By David J.P. Fisher

The Simple Mistake That is Killing Your Online Presence
30 January 2018 | 10:15 am

We’ve all experienced the online narcissist.  The person who is constantly sharing what they are working on, where they are going, who they are going there with, and what they are eating when they get there.  And we think, “I’m so glad that I’m not like them!”

I hate to be the bearer of bad news, but you are.

It’s not always as extreme, but when I look at how professionals use digital platforms for business purposes, I find they do the exact same thing.  Salespeople brag about how good they are at hitting quota and the features of what they sell.  Executives have lists of their companies’ accomplishments and their rise through the ranks.  Everyone is talking about themselves.

Your Online Presence is Too Self-Centered

And while that’s understandable, it’s important to remember that the readers of your online profiles aren’t looking for your story.  Even though they are at your LinkedIn profile, or your website bio, or your Facebook page, they aren’t actually interested in you.

Your online visitors want to see if you can help them with a problem that they have.

They might be a vendor looking for a supplier, an employer looking for an employee, a business owner looking for a service-provider, or a host of other scenarios.  But they are looking to see if you can fit the bill of what they are looking for.  They are asking, “Can this person help me solve my challenges.”

If you spend your time online talking about how great you are, it’s very hard for them to find the answer to that question.  Would you spend your time bragging to a person if you were talking to them face-to-face?  Instead, it’s critical that you spend time talking about how you solve those problems for the people you serve.

Nobody is reading your LinkedIn profile because they couldn’t find your autobiography on Amazon.  Too often, we share what we share because it’s what we want to say.  We share what we think is important and what’s exciting to us.  That’s the wrong approach.

Your visitors need to hear about what’s important to them.

How to Approach Your Online Profiles

So switch your approach and instead of looking at your online assets as an opportunity to talk about what’s important to you, connect your experience, skillsets, and capabilities to the ways you serve your audience.  Stop thinking about what you want to say and put yourself in the shoes of your audience. What do they need to hear from you?

It can difficult to change this perspective because we are used to seeing the world from our point of view.  There’s a simple process that can help you get out of your own head:

  1. List out your professional goals.

What are you trying to accomplish right now?  Do you want a new job, a promotion, new clients?  The clearer you are about where you are trying to get, the easier it is to map out a course.

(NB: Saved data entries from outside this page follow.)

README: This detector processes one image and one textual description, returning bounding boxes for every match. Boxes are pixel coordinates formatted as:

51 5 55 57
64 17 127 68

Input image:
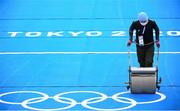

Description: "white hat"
138 12 149 26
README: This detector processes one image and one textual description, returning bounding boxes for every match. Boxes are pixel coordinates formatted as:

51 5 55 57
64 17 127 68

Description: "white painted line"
0 51 180 55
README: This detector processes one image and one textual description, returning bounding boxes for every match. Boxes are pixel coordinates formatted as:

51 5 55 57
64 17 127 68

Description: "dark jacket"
129 19 159 47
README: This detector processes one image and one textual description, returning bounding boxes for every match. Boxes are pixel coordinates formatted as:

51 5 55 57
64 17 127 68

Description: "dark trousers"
136 45 154 67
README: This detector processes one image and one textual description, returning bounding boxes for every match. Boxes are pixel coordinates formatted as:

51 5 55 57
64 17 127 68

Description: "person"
127 12 160 67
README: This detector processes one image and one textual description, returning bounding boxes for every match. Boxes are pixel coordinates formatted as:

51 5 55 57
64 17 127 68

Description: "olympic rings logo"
0 90 166 111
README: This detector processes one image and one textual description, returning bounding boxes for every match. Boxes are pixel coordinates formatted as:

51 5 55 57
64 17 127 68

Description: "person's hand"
156 40 160 48
127 40 132 47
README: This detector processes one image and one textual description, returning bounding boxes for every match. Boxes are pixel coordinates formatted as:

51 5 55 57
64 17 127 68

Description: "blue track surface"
0 0 180 110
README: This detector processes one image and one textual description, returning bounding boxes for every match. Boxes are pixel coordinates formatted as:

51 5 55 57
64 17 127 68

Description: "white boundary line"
0 51 180 55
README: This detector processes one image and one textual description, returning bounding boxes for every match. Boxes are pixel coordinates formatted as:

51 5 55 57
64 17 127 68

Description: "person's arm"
153 21 160 47
127 21 135 46
153 21 159 41
129 21 135 41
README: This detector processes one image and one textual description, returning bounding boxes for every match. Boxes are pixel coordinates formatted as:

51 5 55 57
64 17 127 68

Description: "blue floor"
0 0 180 110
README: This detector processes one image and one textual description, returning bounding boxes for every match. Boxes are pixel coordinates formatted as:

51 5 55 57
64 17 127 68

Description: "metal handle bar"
128 44 160 68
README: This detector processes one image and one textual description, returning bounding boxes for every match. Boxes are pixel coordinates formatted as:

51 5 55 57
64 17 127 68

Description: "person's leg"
145 46 154 67
137 46 145 67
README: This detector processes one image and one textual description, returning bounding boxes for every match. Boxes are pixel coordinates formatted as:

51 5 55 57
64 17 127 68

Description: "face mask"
140 20 148 26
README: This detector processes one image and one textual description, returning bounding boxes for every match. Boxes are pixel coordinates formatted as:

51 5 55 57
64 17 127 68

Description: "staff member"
127 12 160 67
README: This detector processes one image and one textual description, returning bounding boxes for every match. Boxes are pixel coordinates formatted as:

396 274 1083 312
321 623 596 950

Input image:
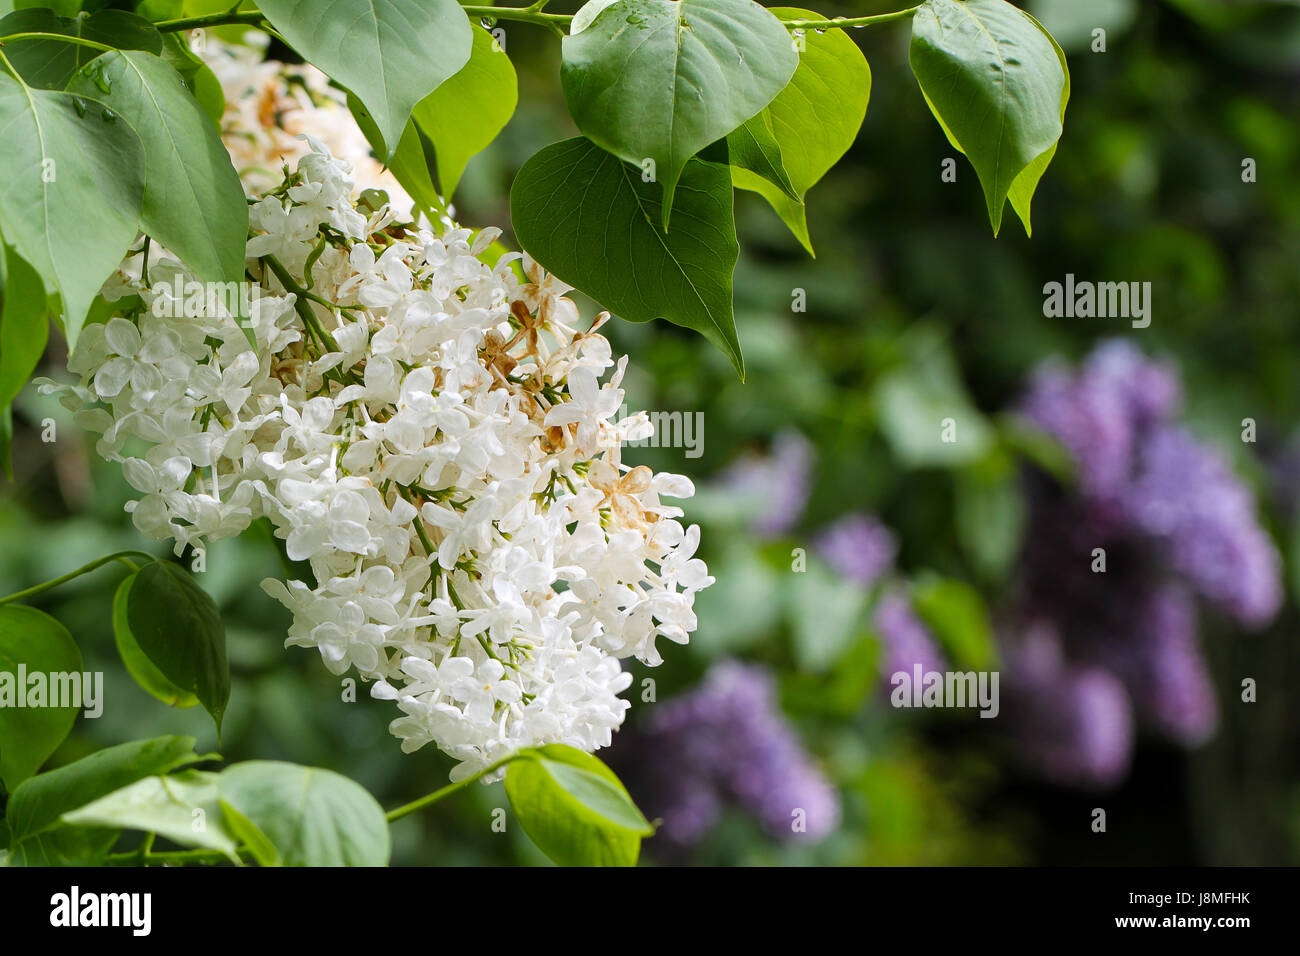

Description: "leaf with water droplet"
0 7 161 89
0 76 144 349
67 51 248 284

  1. Connect those goals to the audience you need to influence.

You will have many audiences online, and if you try to speak to them all, your message will be muddy.  Who are the most important people that you need to address?

  1. Imagine (or Ask) what that audience cares about and needs to hear.

If you had someone from your target audience right in front of you, what would you want to tell them?  What information do they need to engage with you?

  1. Decide where and how to share that message

The digital world can be a big place and you can’t be everywhere.  Does your audience spend their online focus on LinkedIn, Twitter, Facebook, Pinterest, etc?  Figure that out and spend time in the same places.

  1. Share your message

Put in the effort to clearly share the message on the different platforms you’ve chosen.  Your audience can’t know anything until you share with them.  Construct your profiles, feeds, and pages to share the message that they need to hear from you.